En mi opinión, la actitud del impúdico tarado que haya podido
difundir las intimidades de Olvido, me inspira la de quien entra descojonándose
en una cafetería con un cinturón explosivo, pero no para vengar algo o reivindicar
cualquier cosa, no, no… como terrorismo en estado puro.

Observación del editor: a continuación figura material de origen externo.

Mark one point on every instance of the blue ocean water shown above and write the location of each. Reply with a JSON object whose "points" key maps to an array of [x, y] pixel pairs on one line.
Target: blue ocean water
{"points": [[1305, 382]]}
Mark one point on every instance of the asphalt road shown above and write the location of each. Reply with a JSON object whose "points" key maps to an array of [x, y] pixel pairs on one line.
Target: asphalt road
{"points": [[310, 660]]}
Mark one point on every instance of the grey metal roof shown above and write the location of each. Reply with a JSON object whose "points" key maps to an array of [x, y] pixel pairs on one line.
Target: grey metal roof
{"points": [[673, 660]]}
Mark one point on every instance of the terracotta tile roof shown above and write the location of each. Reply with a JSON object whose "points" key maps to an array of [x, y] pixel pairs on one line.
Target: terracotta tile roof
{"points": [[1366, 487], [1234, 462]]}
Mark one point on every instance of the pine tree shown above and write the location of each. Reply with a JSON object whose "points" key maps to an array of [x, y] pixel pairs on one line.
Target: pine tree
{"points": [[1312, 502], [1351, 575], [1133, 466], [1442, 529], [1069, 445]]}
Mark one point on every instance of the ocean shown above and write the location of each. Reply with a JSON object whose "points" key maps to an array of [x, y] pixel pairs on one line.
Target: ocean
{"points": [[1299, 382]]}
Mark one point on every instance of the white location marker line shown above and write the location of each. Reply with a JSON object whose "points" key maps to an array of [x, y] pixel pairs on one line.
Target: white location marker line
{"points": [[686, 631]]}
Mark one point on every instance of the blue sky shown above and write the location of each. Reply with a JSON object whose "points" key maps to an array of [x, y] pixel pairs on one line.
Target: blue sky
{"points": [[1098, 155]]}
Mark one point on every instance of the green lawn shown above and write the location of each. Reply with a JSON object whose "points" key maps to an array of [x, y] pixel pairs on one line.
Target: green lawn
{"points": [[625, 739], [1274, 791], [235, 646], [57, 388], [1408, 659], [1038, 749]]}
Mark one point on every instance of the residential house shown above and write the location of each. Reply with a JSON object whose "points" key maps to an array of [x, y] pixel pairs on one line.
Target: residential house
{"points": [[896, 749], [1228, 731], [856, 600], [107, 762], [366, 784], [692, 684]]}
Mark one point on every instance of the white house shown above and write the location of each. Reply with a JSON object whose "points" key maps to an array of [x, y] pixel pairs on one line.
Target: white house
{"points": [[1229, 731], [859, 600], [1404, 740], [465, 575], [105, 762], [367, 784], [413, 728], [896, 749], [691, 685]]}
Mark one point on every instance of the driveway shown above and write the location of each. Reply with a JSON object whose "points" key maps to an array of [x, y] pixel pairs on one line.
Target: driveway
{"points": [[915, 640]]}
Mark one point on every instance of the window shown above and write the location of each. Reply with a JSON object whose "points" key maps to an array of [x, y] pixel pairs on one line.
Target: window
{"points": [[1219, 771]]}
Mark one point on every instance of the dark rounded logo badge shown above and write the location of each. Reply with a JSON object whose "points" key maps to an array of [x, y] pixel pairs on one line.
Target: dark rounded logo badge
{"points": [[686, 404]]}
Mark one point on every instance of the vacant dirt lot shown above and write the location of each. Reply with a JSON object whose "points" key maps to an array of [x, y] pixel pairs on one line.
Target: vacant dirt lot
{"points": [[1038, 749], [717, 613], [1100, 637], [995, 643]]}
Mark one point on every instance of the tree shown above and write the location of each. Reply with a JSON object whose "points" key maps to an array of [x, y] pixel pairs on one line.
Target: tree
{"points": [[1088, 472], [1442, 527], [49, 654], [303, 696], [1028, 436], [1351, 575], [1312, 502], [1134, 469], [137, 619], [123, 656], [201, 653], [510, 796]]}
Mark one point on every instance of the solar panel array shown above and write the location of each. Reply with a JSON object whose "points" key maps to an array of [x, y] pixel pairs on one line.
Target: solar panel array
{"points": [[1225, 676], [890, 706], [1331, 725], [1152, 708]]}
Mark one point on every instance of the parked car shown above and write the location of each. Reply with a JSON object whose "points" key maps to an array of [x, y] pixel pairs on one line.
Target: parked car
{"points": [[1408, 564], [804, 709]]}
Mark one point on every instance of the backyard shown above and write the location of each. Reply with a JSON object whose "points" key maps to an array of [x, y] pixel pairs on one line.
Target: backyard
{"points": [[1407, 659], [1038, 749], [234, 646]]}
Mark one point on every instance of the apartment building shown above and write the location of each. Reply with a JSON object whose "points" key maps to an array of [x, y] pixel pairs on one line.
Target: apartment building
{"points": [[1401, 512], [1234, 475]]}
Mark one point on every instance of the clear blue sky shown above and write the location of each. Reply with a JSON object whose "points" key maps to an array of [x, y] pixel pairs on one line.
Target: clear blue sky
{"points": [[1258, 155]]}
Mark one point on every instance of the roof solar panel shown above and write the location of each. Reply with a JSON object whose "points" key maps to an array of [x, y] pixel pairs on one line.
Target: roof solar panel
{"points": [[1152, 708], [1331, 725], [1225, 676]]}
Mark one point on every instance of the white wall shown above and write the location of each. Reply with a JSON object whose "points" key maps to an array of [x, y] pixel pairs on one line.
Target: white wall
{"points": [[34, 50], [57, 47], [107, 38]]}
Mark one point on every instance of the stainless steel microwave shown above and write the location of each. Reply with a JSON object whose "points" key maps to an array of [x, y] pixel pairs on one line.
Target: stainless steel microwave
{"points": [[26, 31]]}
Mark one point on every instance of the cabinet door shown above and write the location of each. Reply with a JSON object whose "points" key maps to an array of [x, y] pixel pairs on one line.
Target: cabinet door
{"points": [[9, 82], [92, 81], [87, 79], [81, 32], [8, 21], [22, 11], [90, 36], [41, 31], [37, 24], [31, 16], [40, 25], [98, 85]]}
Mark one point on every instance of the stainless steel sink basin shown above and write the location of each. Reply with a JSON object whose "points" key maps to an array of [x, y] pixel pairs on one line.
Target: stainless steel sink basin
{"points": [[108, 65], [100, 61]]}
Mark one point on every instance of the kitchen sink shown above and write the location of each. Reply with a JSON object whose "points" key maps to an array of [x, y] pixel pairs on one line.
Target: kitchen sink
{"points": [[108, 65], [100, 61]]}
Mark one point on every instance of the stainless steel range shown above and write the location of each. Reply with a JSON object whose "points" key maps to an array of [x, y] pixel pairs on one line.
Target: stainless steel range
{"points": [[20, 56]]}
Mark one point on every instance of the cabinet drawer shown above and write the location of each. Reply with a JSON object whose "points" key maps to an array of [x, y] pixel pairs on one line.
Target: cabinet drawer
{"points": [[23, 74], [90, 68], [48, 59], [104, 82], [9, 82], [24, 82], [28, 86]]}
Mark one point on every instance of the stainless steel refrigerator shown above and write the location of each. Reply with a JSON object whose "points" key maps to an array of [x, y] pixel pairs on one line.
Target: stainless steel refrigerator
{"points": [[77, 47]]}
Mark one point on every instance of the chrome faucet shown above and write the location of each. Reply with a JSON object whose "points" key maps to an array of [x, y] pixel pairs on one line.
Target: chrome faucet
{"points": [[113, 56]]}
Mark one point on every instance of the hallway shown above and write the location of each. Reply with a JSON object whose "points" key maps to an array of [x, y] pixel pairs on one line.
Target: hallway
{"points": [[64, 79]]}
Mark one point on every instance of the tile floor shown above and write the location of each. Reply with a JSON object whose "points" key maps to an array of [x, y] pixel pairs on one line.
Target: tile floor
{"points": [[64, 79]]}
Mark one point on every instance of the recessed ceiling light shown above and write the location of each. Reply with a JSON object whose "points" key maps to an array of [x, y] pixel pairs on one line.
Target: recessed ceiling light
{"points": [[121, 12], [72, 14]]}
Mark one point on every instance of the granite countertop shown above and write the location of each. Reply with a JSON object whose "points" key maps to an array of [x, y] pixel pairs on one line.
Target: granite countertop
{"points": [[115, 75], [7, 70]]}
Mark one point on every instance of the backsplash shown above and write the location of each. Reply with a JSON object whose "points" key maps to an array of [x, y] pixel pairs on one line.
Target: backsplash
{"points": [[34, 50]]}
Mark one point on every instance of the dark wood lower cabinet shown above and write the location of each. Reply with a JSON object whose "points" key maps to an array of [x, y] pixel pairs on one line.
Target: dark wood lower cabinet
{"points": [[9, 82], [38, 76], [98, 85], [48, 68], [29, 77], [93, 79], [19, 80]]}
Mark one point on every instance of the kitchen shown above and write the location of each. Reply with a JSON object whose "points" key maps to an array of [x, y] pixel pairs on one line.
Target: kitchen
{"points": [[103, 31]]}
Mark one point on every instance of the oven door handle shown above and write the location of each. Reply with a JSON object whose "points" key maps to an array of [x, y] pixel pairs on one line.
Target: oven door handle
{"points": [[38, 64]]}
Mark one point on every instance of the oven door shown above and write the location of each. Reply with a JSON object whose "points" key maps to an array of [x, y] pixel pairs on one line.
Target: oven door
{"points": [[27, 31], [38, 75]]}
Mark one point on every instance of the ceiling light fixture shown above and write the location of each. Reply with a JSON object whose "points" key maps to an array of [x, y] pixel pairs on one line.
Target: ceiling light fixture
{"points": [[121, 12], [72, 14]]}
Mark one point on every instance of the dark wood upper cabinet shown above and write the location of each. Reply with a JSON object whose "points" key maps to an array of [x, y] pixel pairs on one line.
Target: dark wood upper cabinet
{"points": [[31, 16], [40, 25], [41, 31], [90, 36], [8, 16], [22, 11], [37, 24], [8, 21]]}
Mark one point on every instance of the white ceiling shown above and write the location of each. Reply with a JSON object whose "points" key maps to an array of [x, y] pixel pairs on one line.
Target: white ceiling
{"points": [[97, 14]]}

Simplemente para hacer una risas.
PS
Se me olvidó indicaros que la foto de arriba muestra al pueblo
soberano de Yébenes esperando a su concejala para llamarla “puta”, “guarra” y “zorra”.
Como dios manda.
Bueno, en realidad no es culpa de la concejala que le robaran su intimidad. El pudor, tienes toda la razón, es un misterio y me encanta como lo abordas. El gusto y el asco son dos misterios pero el pudor es ya un laberinto... ¡totalmente humano! Cuanto más humano eres, más púdico. El pobre enfermo de Alzheimer en sus últimos estadios carece de pudor a medida que la enfermedad le destruye el cerebro y lo deshumaniza. Los niños son impúdicos y a medida que va creciendo su personalidad se vuelven más púdicos, y no sólo con su desnudez sino que aprenden a tener sus secretos, su caja de los tesoros como la de Marcelino Pan y Vino que guardaba en ella un cordel, una pata de gallina, un naipe... El pudor es, como tú dices, el abismo que separa mi yo de los demás. Difícil decirlo mejor que tú.